KURBANLA SEVABI KATLAMAK
Kurban ibadeti kulu Allah’a yaklaştıran ibadetlerimizden biri. Hem teslim olmak var hem de boyun eğmek. Hem uğruna fedayı can edilen bir kudrete sığınma hem de Onun gösterdiği hedefe yönelme var.
Bu ibadetin çeşitli veçheleriyle ele alınması mümkün. Ancak biz bu yazımızda sadece sosyal yönü üzerinde duracağız. Kayseri’de geleneksel olarak kurban bayramı çok canlı yaşanır. Bu aynı zamanda ekonomik bir canlılık demektir. Kurban vesilesi ile çeşitli kuruluşlar aracı olarak yoksullara ulaşmaya kurbanın bereketinden yararlanmaya çalışırlar. Yarım kalmış birçok hayır işi kurban derisinin gelirlerine göz diker. Son yıllarda refah seviyesinin yükselmesiyle sadece derisi değil, eti de aracılar vasıtasıyla yoksula daha sistemli ulaşır oldu. Birçok kuruluş vekâletle kurban keserek, kurbanın tümünün yoksullara ulaşması için çalışıyorlar. Hatta uluslar arası çalışan derneklerimiz, dünyanın yoksul Müslüman ülkelerinde kurbanlar keserek uzak coğrafyalara da ulaşıyorlar.
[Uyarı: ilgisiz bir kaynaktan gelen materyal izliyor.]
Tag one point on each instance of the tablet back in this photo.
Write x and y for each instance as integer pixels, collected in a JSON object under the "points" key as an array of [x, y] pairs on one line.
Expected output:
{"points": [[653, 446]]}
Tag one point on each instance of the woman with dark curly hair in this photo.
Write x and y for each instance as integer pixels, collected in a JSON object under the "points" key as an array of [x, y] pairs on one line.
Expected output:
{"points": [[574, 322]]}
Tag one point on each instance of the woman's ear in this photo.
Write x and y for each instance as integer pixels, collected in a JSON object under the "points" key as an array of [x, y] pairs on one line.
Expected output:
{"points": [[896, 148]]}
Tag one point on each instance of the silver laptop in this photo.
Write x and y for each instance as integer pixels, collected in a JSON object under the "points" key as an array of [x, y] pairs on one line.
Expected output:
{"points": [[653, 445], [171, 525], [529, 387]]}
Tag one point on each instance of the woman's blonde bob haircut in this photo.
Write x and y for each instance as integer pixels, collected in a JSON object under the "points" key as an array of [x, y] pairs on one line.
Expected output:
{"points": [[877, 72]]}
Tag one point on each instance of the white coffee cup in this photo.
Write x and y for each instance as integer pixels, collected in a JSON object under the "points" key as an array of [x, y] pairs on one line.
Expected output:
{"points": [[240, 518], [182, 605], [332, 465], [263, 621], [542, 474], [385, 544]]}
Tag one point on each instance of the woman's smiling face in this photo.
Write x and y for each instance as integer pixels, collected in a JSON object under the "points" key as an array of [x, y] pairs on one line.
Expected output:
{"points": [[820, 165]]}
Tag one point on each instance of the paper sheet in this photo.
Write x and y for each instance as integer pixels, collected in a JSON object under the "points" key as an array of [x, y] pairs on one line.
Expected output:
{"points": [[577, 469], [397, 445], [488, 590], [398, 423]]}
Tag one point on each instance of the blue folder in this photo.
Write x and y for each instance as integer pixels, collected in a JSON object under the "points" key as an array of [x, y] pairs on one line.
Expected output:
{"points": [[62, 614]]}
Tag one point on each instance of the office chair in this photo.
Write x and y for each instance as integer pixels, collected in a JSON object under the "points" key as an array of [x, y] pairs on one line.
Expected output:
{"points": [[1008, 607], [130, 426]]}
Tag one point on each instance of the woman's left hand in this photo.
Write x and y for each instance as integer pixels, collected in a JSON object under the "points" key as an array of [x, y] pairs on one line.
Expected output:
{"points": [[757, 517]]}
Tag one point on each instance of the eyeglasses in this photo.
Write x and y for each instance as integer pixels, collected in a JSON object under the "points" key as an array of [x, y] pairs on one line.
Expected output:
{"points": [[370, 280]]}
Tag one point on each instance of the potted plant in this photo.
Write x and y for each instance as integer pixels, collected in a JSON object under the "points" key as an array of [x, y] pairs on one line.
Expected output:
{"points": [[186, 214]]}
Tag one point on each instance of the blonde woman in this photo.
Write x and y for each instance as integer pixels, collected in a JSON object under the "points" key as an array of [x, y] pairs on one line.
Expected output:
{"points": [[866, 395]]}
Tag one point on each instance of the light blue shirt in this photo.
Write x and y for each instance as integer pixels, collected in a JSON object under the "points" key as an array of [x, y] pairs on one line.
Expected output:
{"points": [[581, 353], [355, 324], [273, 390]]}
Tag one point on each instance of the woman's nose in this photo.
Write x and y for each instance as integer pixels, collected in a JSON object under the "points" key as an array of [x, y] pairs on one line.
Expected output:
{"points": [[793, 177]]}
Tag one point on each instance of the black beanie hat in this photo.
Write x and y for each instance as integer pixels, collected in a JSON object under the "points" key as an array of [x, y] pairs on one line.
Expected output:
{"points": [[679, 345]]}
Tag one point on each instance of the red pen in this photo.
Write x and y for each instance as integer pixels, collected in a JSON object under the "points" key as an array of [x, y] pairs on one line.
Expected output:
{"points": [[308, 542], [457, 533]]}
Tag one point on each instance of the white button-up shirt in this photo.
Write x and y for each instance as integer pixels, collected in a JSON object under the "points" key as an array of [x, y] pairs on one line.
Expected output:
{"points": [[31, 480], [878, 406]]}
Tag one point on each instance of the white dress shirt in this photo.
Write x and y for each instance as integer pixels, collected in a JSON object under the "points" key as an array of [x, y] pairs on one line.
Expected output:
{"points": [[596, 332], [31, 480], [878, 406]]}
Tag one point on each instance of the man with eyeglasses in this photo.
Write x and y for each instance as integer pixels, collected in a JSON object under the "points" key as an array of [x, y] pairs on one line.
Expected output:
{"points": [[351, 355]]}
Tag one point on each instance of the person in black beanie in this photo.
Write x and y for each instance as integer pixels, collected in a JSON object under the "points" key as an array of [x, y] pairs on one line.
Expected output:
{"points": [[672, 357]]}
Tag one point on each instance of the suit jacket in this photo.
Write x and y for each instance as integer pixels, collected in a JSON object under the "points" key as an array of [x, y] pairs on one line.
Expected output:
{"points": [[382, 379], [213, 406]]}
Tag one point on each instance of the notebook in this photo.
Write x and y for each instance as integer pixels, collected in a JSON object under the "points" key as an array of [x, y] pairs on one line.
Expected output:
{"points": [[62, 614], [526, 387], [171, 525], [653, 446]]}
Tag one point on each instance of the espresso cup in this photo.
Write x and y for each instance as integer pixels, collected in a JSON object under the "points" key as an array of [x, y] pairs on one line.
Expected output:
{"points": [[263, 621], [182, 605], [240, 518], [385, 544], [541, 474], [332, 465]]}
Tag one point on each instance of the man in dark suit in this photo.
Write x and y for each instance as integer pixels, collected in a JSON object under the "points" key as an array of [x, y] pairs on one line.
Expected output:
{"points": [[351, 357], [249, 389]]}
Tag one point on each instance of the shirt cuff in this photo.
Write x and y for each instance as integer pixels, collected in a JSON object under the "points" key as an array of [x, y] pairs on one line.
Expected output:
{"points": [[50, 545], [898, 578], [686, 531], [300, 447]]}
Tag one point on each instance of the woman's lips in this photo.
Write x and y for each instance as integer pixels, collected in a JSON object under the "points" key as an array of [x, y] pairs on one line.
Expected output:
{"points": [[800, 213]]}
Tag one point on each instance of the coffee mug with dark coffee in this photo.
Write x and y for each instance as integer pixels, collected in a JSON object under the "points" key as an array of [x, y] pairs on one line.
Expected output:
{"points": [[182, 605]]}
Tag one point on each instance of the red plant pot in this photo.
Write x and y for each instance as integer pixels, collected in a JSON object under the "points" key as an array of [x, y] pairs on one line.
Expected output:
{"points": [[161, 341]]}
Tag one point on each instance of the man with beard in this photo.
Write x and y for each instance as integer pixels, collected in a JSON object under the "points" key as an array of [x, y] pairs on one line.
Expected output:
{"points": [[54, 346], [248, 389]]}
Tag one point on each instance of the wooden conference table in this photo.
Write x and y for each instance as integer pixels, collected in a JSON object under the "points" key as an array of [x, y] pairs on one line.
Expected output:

Bir memur ya da işçide bir iş adamı da bir kurban kestiğinde görevini yapmış oluyor. Bir işçinin yüz katı gelire sahip birisinin tek kurbanla iktifa ederek sevabını katlamaktan imtina etmemesi gerekir. Peygamberimizin son veda haccında yüz kurban kestiği rivayet edilmektedir. Böyle yapıldığında herkese yetecek miktarda kurban kesilmiş olacaktır. Hem yurt dışındaki yoksullara kurbanlar gönderilecek, hem de yurt içinde ilimizde faaliyet gösteren, sosyal yardımlara aracı olan dernek ve vakıfların talepleri karşılanacaktır.
Ailesi kalabalık ve gelir durumları düşük olanlar kurban kestiklerinde kurban etlerinin tümünü evlerinde tüketebiliyorlar. Bunun dışında olanlara asgari üçte birini yoksullara vermeleri tavsiye edilmektedir. Bugün şehrin birçok kesiminde bu ibadetin gereğini yapabilecek yoksul bulunmamaktadır. İşte vakıf ve dernekler ibadeti yapmayı kolaylaştıracak bir görev üslenmektedirler. Hem yoksul ailelere ulaşmakta, hem de şehrimizde eğitim gören evlerde ya da yurtlarda kalan öğrencilere etlerin ulaşmasında aracı olmaktadırlar. Verecek kimse yok ne yapalım mazereti yerine, hiç kimseyi bulamasak bile kurban kesenlere ikram etmek pay göndermek, kısaca vermek suretiyle sevabı katlamak gerekmektedir. Kestiğimiz kurbanların etleri ve kanları Allah’a ulaşmamaktadır. Allah’a ancak bizim niyet ve takvamız, sorumluluk bilinci içinde verdiklerimiz ulaşmaktadır. Gerçekten karlı bir ticaretle karşı karşıyayız. Kurban bu ticaretin karını katlamaktadır.
Kurbanın derisi ibadetin gereği bağışlanmak durumundadır. Birçok kuruluş yaptıkları faaliyetleri küçükmüş gibi gözüken bu bağışları değerlendirerek yapmaktadır. Okul, yurt, cami, aşevi sayılamayacak kadar çok hayır işinin temelinde kurban derileri bulunmaktadır.
O zaman bu yıl şöyle bir taksim yapabiliriz. Kurbanlarımızın bir kısmını vekâletle yurt dışında kestirelim. Burada kestiğimiz kurbanların etlerinin bir kısmını vakıf ve dernek hizmetlerine verelim. Derileri de en yakınımızdan başlayarak hayır kurumları, camiler, dernek ve vakıflara bağışlayalım.